Dalla base della grande vasca, parte una tubazione in uscita che corre all’interno di una galleria sotterranea interamente percorribile larga 1 mt e alta 1,30 mt circa, che arriva sino alla Casa del fontaniere, dove un tempo si regolava l’esatta quantità d’acqua da immettere nelle tubazioni dirette a Pisa, il Fontaniere d’Asciano infatti aveva "l’ufficio di aprire e chiudere le chiavi maestre, lasciar passare solo quella determinata quantità d’acqua giorno per giorno, e solo quella che ha avuto il tempo di diventar limpida e perfetta".
Il primo nucleo dell’edificio del Casone delle Fonti risale al periodo di costruzione dell’acquedotto, in esso vi abitavano i fontanieri che lavoravano e risiedevano stabilmente nella valle.

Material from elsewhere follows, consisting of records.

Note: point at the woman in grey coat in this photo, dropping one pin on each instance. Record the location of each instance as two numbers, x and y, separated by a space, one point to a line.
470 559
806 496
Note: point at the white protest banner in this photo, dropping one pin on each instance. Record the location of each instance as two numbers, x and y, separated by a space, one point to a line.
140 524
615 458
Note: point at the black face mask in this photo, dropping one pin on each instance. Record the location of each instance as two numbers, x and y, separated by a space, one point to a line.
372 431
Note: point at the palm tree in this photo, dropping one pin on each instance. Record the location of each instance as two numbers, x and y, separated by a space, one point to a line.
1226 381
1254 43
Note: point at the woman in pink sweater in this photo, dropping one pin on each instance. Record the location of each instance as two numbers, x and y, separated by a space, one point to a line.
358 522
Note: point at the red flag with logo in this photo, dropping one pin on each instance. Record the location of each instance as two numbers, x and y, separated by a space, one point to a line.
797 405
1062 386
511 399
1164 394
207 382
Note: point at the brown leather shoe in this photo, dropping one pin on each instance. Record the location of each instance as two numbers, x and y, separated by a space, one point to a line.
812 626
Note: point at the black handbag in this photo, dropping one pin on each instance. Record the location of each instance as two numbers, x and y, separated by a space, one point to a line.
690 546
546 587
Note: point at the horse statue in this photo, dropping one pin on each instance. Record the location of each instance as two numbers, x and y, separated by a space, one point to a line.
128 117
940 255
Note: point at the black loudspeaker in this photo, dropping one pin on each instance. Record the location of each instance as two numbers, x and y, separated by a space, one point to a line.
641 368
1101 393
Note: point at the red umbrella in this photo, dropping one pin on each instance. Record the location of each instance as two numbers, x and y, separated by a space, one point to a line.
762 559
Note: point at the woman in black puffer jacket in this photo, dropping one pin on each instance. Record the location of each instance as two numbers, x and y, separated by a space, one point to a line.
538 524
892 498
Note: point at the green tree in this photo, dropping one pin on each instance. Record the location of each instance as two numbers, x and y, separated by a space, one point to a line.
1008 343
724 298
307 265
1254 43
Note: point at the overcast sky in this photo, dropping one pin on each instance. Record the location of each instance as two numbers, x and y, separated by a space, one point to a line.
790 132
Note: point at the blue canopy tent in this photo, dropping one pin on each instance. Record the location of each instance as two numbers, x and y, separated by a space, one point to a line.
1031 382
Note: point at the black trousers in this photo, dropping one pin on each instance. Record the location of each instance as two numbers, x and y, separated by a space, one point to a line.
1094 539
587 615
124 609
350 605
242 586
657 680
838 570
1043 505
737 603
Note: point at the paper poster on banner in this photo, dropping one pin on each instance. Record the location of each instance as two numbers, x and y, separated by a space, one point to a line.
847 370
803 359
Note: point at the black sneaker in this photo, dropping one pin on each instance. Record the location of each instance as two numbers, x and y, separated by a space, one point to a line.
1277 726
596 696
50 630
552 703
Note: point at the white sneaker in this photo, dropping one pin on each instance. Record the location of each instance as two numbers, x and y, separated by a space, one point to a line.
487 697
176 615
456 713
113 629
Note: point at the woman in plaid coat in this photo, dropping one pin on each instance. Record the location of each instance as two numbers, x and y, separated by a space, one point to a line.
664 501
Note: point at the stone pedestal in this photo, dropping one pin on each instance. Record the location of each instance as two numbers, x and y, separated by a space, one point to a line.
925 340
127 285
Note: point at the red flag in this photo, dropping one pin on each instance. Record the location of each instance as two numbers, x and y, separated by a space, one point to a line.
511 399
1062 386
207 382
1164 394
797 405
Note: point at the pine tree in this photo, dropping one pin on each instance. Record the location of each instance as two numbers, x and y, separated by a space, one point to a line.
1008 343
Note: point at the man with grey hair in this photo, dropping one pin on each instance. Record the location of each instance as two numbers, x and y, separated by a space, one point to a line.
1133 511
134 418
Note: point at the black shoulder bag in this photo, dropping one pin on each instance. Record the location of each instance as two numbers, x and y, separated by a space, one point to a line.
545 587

All’interno dell’abitazione si ritrovano chiari i segni del tempo nelle iscrizioni che ricordano la fine dei lavori intrapresi a cavallo del primo decennio del Seicento dal 4° Gran Duca di Toscana Cosimo II.
Dall’ edificio partiva il secondo tratto di galleria sotterranea che aveva il suo termine nel bottino di riunione denominato "la Guglia". Questo bottinello è tuttora il punto di incontro delle acque provenienti dalla Valle delle Fonti con quelle della Valle di Asciano (Per aumentare la portata dell’acquedotto nel 1868 vennero allacciate alcune polle della Valle di Agnano (poi abbandonate) e nel 1896 vennero allacciate 7 polle della Valle di Asciano, di cui n° 3 fonti dette del 1° rinchiuso; n0 1 fonte detta del pozzo; n° 2 fonti dette della Ragnaia; n0 i fonte detta del Pino.) allacciate all’impianto nel 1896.
Dal bottinello della "Guglia" parte l’ultimo tratto di galleria sotterranea che porta l’acqua fino all’ultima struttura di fondovalle della rete delle prese, il bottinello di San Rocco; in esso avviene lo scambio fra due condotte differenti, da una sotterranea a forte pendenza si passava ad una sopraelevata su archi a minima pendenza che conduceva l’acqua sino a Pisa (attualmente il trasporto dell’acqua di Asciano non avviene più sul dorso degli archi).
Una lapide posta sul portone d’ingresso ricorda i lavori di ristrutturazione compiuti nel 1774 dal Gran Duca Pietro Leopoldo di Lorena. L’interno del bottinello è coperto da una cupola, sulla cui sommità una piccola lanterna fa filtrare la luce. Un tempo l’acqua proveniente dalla galleria sotterranea sgorgava all’interno di una bianca vasca marmorea per poi gettarsi nella sottostante e meno preziosa vasca ovale, posta a livello del pavimento.
Qui si concludeva il percorso dell’acqua lungo la valle, poiché proprio da questo bottinello partiva la struttura sopraelevata, prima su muro pieno e poi su archi che arrivava sino alla città di Pisa.